Hi, I have 2 different normalised DEGs data set and I am trying to determine pearson correlation between these lncRNA and mRNA data sets. I tried cor.test function in R but it reads gene list at first column and I am taking "x value should be numeric " error.
I read files as following:
mRNA <- read.delim("mRNA.txt", header=TRUE, sep="", row.names=1)
lncRNA <- read.delim("lncRNA.txt", header=TRUE, sep="", row.names=1)
When I checked data first column are not included:
cor.test(mRNA,lncRNA, method = c("pearson"))
Please help me its urgent issue and I lost between all post.
A B
gene1 5.7 8
gene2 2 4
Convert your datasets to numeric before running
cor.test
. Also, how are you reading "delimited" datasets with no delimiter? Are these single-column files?Thank you for your reply. the 2 files are txt files including 36 column both of them but row numbers are different and it gives lenght of x and y must be equal error.
I converted as following:
Is there any way to say R to check gene names and perform pearson correlation between common genes? Or should I find common one and then use cor.test funct.?
If there are 36 columns, they must be separated by something. Why is your
sep
an empty string?Beacause when I checked txt files are not seperated anything I leaved it empty. Actually when I check the input data in R it looks okay.
How did you check this? Did you just eyeball it or did you use a program to verify this? How can there be multiple columns without a separator between columns?
As in, it shows multiple columns?
I just opened the tables in R and it shows multiple columns, all columns are seperated. I also checked with sep="\t" it is same.
I think in here my problem is gene numbers (lenght) of them.

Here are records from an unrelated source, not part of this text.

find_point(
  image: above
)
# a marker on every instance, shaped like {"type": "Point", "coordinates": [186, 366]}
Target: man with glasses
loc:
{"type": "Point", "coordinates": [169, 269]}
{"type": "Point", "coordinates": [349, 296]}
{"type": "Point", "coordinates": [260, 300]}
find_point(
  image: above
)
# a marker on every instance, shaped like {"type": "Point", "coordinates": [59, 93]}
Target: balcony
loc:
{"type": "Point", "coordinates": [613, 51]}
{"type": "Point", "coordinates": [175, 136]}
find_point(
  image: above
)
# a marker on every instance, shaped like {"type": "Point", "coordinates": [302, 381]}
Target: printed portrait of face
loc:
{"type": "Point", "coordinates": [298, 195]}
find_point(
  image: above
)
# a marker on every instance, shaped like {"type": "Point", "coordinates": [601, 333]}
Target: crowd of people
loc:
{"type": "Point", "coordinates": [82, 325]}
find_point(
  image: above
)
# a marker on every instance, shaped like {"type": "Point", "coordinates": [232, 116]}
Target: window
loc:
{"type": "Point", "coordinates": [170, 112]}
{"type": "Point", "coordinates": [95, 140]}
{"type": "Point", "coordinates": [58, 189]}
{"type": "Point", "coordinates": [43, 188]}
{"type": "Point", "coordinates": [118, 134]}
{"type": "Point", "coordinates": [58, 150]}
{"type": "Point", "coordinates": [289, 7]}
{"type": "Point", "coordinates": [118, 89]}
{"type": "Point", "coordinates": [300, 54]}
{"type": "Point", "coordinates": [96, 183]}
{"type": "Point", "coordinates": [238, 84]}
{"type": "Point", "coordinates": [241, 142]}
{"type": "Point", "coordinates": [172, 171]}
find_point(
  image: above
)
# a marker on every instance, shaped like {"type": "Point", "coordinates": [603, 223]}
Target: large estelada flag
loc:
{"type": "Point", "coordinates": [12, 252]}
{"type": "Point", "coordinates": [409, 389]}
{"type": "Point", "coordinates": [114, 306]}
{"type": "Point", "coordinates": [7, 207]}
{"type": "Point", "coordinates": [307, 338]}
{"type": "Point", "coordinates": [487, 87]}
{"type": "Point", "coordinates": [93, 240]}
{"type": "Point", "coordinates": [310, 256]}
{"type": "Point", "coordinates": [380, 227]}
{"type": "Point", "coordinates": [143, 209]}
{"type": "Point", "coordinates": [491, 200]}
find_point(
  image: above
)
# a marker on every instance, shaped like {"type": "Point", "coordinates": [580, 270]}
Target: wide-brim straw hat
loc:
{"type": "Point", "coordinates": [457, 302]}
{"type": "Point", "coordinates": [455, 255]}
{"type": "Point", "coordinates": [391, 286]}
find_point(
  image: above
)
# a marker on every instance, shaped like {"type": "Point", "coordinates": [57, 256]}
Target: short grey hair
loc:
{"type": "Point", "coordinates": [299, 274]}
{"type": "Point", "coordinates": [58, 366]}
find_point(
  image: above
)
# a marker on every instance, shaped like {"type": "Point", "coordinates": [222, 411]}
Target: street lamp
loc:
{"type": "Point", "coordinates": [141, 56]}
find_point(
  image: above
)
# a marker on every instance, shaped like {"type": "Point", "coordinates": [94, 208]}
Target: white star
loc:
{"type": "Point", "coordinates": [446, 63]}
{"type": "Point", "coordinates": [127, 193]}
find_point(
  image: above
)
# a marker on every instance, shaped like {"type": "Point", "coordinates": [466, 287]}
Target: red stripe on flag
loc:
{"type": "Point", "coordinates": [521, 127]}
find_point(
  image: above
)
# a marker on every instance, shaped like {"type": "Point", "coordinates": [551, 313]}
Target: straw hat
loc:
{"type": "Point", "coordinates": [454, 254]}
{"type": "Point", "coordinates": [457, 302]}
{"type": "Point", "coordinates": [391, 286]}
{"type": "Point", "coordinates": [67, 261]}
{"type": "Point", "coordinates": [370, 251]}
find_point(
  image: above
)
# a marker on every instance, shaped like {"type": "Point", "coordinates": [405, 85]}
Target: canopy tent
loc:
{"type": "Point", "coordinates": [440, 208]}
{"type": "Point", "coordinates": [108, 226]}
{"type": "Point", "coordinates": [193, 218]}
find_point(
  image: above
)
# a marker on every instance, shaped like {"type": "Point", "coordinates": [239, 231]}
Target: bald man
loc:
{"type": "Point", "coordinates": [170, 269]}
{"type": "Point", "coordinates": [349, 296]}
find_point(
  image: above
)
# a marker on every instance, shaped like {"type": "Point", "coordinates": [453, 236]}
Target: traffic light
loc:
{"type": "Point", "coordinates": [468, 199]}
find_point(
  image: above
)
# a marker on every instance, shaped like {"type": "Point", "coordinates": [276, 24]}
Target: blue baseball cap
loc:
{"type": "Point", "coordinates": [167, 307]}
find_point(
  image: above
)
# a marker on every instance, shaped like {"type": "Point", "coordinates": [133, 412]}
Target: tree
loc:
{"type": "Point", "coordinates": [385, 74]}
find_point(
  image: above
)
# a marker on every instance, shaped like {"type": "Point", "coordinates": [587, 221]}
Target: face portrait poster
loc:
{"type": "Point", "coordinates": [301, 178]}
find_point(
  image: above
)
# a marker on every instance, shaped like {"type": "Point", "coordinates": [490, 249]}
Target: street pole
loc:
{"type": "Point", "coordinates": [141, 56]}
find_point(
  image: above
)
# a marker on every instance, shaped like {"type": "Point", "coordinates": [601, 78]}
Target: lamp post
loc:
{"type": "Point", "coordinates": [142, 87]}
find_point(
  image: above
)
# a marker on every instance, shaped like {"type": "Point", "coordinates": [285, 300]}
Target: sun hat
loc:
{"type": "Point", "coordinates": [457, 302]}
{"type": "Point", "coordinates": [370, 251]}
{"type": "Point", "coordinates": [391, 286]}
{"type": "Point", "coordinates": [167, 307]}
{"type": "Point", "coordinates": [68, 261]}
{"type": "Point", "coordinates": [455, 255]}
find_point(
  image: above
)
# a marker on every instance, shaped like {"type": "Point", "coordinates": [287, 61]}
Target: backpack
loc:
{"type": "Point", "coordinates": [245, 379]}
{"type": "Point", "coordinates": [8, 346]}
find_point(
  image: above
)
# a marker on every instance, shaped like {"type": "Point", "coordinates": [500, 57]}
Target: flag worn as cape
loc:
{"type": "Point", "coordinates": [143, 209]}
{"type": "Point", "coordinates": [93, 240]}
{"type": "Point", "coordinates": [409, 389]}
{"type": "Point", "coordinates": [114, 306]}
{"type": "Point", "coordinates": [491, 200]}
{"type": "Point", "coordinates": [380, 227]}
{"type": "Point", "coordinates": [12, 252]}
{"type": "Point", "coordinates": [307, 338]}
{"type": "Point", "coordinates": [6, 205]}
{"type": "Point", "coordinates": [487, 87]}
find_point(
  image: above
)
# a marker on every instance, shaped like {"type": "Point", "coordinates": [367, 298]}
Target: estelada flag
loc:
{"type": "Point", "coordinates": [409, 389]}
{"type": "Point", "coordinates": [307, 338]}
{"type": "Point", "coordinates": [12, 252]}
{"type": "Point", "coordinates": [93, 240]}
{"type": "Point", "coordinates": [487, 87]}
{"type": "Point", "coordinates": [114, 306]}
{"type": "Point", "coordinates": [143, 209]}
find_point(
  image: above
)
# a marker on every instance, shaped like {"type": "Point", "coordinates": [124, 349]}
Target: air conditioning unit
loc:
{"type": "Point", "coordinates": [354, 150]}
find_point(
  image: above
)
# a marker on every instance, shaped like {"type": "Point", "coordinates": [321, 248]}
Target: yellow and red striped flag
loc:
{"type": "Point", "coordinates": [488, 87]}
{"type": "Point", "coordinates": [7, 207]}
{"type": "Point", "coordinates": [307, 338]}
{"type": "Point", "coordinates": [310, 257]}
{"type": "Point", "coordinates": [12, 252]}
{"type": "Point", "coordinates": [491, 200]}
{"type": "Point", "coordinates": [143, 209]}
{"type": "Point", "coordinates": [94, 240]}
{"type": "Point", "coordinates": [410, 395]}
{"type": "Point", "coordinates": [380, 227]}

lncRNAs have 2000 obs. and 36 variables mRNAs have 8000 obs. and 36 variables
You're going to have to pick a subset of the larger vector for the correlation, which is not a great idea. Are you looking for differential expression of one set of RNA vs another?
"You're going to have to pick a subset of the larger vector for the correlation, which is not a great idea." I think it is not a good idea.
I have DEs lncRNAs and DEGs (mRNAs) for same patients. And I want to perform the correlation analysis (Pearson correlation coefficient) for these mRNAs and lncRNAs.
Why do you want to correlate them? You cannot correlate vectors of different lengths.
which values are taken for pearson correlation?